Hi,
giving a small heads-up.
There is now a minimal PoC at https://github.com/Ulfgard/aBLAS . Minimal
in the sense that i took my existing LinAlg, ripped it apart and rewrote
it partially to fit the new needs of the library. Only cpu is
implemented, yet. I am open for suggestions, helpful advice and of
course people who are interested to work on it. I am not too happy with
the scheduling interface right now and its implementation looks a bit
slower than necessary, but i think this will evolve over time.
two basic examples showing what the library already can do are given in
examples/ . For ublas users this should not look too foreign.
For all who are interested, here is the basic design and the locations
in include/aBLAS/:
1. computational kernels are implemented in kernels/ and represent
typical bindings to the BLAS1-3 functionality as well as a default
implementation (currently only dot,gemv,gemm and assignment are tested
and working, no explicit bindings included, yet). kernels are enqueued
in the scheduler via the expression template mechanisms and kernels are
not allowed to enqueue kernels recursively.
2. a simple PoC scheduler is implemented in scheduling/scheduling.hpp.
It implements a dependency graph between work packages and work is
enqueued into a boost::thread::basic_thread_pool when all its
dependencies are resolved. A kernel is enqueued together with a set of
dependency_node objects which encapsulate dependencies of variables the
kernel uses (i.e. every variable keeps track about what its latest
dependencies are and whether these dependencies read from it or write to
it). The current interface should be abstracted enough to allow
implementation using different technologies(e.g. it should be possible
to implement the scheduler in terms of HPX.).
One of the tasks of the scheduler is to allow creation of closures where
variables are guaranteed to exist until all kernels using them are
finished as well as moving a variable into a closure. This is used to
prevent an issue similar to the blocking destructor of std::future<T>.
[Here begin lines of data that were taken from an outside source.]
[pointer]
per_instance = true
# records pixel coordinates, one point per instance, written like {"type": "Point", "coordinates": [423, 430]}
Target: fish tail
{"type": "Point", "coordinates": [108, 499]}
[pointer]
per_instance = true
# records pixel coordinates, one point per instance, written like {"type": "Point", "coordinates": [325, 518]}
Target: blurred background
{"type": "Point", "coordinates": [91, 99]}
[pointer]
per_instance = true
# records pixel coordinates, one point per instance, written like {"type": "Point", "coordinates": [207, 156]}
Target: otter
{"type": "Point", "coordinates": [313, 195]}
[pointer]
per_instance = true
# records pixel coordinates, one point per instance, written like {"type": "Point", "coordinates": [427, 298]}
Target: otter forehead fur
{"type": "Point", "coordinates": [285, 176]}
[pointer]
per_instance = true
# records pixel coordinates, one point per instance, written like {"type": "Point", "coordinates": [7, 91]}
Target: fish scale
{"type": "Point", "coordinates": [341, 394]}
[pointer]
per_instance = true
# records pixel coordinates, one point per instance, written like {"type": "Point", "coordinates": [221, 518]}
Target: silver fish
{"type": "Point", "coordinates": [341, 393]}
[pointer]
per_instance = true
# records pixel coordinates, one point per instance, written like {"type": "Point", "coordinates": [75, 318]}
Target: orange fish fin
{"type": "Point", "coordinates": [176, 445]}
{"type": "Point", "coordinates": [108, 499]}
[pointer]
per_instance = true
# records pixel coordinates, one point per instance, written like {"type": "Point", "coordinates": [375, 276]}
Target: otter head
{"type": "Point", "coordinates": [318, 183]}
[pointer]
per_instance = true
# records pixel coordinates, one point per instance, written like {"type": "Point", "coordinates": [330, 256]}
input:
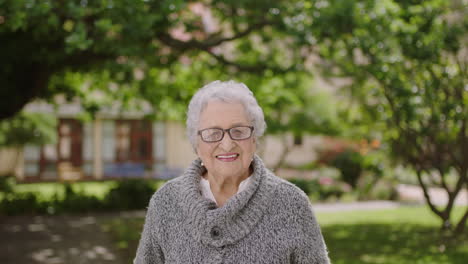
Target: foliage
{"type": "Point", "coordinates": [7, 184]}
{"type": "Point", "coordinates": [130, 194]}
{"type": "Point", "coordinates": [28, 128]}
{"type": "Point", "coordinates": [139, 46]}
{"type": "Point", "coordinates": [70, 198]}
{"type": "Point", "coordinates": [404, 235]}
{"type": "Point", "coordinates": [322, 189]}
{"type": "Point", "coordinates": [406, 64]}
{"type": "Point", "coordinates": [350, 164]}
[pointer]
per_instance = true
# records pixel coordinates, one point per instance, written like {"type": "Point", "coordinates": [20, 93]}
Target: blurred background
{"type": "Point", "coordinates": [365, 103]}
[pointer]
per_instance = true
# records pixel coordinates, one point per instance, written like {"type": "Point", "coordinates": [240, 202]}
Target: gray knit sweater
{"type": "Point", "coordinates": [271, 221]}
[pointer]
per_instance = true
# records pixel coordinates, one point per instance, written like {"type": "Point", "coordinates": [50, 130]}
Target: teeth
{"type": "Point", "coordinates": [227, 157]}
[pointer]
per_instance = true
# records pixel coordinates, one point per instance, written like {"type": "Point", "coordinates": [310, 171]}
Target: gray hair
{"type": "Point", "coordinates": [230, 92]}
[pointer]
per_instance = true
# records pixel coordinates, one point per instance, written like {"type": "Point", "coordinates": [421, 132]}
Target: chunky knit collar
{"type": "Point", "coordinates": [225, 225]}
Instead of blocking, the variable is moved into the scheduler which then
ensures lifetime, until all kernels are finished. This of course
requires the kernels to be called in a way that they can cope with the
moving of types.
what is currently missing is "user created dependencies" to be used in
conjunction with the gpu (as gpus are fully asynchronous, we have to
register a callback that notifies the scheduler when the gpu is done
with its computations just as the worker threads do).
3. basic matrix/vector classes are implemented in matrix.hpp and
vector.hpp. The implementation is a bit convoluted for the "move into
closure" to work. Basically they introduce another indirection. When a
kernel is created, it references a special closure type of the variable
(vector<T>::closure_type), which references that indirection.
4. the remaining files in include/aBLAS*.hpp implement the expression
templates, which are similar to uBLAS. There are two types distinguished
using the CRTP classes matrix_expression